Igual causa nos fez perdendo o Tejo
Arrostar co sacrílego gigante:

Como tu, junto ao Ganges sussurrante


Da penúria cruel no horror me vejo;
Como tu, gostos vãos, que em vão desejo,
Também carpindo estou, saudoso amante:

Lubíbrio, como tu, da sorte dura,


Meu fim demando ao Céu, pela certeza
De que só terei paz na sepultura:

Modelo meu tu és... Mas, ó tristeza!...


Se te imito nos transes da ventura,
Não te imito nos dons da natureza.

Bocage
IMPORTUNA RAZÃO, NÃO ME PERSIGAS

Importuna Razão, não me persigas;

Cesse a ríspida voz que em vão murmura;

Se a lei de Amor, se a força da ternura

Nem domas, nem contrastas, nem mitigas;

Se acusas os mortais, e os não abrigas,

Se (conhecendo o mal) não dás a cura,

Deixa-me apreciar minha loucura,

Importuna Razão, não me persigas.

É teu fim, teu projecto encher de pejo

Esta alma, frágil vítima daquela

Que, injusta e vária, noutros laços vejo.

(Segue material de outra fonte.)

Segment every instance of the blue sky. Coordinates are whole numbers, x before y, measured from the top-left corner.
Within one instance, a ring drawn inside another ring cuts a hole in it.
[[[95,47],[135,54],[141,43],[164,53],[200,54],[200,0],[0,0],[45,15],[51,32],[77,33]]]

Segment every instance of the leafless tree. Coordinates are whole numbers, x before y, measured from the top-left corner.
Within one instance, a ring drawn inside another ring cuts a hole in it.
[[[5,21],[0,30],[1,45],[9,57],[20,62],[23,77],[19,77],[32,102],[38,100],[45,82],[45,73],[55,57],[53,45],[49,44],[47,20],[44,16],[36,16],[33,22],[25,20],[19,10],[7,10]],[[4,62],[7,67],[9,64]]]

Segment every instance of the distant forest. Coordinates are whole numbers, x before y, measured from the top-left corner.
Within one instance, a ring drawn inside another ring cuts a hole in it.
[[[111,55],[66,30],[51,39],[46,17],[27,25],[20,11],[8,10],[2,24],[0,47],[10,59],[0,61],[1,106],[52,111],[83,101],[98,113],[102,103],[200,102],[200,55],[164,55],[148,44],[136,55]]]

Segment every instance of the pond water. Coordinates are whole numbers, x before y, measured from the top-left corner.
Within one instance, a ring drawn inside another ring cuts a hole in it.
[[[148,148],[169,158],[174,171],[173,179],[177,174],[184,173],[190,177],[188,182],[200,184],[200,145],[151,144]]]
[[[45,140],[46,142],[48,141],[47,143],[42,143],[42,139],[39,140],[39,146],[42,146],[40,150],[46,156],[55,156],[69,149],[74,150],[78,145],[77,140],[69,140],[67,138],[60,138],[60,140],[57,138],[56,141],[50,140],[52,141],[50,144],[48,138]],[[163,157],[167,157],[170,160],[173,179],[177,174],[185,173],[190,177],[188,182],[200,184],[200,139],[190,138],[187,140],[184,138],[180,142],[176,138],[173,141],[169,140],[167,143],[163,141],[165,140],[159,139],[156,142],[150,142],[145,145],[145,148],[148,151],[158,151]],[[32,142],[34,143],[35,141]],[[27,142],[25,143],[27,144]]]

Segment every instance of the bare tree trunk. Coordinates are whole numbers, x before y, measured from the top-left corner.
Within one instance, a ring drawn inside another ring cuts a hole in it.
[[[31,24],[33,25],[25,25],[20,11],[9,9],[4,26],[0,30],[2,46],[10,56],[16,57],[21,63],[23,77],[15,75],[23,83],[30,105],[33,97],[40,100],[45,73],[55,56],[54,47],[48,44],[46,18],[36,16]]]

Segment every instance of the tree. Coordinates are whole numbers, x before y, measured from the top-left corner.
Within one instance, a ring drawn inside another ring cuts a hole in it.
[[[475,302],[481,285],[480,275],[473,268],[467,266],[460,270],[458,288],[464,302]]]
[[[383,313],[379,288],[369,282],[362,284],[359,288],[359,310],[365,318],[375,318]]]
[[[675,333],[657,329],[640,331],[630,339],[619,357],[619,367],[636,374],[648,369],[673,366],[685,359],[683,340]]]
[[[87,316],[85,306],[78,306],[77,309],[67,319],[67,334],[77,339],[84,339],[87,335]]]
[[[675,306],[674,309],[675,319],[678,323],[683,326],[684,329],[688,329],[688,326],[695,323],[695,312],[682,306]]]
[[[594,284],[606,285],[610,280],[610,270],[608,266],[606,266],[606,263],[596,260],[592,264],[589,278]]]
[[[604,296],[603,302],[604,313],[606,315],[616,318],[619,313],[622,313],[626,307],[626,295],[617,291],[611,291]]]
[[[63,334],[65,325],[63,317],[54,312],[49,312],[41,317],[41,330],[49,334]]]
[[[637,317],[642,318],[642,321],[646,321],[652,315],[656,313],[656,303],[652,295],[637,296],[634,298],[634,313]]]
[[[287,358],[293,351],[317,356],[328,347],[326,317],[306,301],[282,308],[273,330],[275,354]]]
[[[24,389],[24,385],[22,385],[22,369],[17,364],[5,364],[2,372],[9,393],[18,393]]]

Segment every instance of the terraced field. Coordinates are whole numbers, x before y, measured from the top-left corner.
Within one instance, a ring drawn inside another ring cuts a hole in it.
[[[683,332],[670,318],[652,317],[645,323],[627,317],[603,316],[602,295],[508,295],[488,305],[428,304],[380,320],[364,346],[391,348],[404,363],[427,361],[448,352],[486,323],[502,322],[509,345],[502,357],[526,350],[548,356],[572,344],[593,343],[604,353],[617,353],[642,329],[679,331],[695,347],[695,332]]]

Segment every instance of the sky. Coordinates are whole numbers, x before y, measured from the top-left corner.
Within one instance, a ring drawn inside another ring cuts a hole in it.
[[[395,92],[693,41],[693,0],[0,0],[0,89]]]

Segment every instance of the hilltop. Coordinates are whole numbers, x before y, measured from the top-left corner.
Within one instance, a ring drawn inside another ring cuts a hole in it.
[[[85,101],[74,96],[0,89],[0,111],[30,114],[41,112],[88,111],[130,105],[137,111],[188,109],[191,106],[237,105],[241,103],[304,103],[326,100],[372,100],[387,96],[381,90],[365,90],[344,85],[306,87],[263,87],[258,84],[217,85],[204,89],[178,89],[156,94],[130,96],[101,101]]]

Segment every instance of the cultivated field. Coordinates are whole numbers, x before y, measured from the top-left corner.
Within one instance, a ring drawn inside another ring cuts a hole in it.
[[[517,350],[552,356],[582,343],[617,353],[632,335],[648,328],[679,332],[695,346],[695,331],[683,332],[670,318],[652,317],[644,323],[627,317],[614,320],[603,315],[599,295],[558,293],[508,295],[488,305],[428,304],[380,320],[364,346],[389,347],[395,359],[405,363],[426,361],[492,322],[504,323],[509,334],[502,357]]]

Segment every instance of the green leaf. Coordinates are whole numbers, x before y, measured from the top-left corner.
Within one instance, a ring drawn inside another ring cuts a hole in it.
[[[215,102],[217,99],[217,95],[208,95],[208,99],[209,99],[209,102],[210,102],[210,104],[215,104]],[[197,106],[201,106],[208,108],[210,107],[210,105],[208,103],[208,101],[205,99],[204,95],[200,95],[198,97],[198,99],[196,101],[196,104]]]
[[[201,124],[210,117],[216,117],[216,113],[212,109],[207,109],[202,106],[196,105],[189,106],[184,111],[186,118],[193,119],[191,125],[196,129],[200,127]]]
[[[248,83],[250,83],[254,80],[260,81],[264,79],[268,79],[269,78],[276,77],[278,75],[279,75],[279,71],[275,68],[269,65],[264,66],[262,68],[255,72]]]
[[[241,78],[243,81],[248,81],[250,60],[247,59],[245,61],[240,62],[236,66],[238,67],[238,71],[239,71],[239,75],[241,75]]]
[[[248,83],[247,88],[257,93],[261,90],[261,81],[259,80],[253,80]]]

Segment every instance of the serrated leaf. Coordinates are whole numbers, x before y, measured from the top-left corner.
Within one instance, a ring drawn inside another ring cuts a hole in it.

Queres que fuja de Marília bela,

Que a maldiga, a desdenhe; e o meu desejo

É carpir, delirar, morrer por ela.


SONETO DO PRAZER MAIOR

Amar dentro do peito uma donzella;

Jurar-lhe pelos céus a fé mais pura;

Fallar-lhe, conseguindo alta ventura,

Depois da meia-noite na janella:

Fazel-a vir abaixo, e com cautela

Sentir abrir a porta, que murmura;

Entrar pé ante pé, e com ternura

Apertal-a nos braços casta e bella:

Beijar-lhe os vergonhosos, lindos olhos,

E a bocca, com prazer o mais jucundo,

Apalpar-lhe de leve os dois pimpolhos:

Vel-a rendida emfim a Amor fecundo;

Dictoso levantar-lhe os brancos folhos;

É este o maior gosto que ha no mundo.


SONETO DO PREGADOR PECCADOR

Bojudo fradalhão de larga venta,

Abysmo immundo de tabaco esturro,

Doutor na asneira, na sciencia burro,

Com barba hirsuta, que no peito assenta:

No pulpito um domingo se apresenta;

Prega nas grades espantoso murro;

E acalmado do povo o grão sussurro

O dique das asneiras arrebenta.

Quattro putas mofavam de seus brados,

Não querendo que gritasse contra as modas [

Um peccador dos mais desaforados:

"Não (diz uma) tu, padre, não me engodas:

Sempre me ha de lembrar por meus peccados

A noite, em que me deste nove fodas!"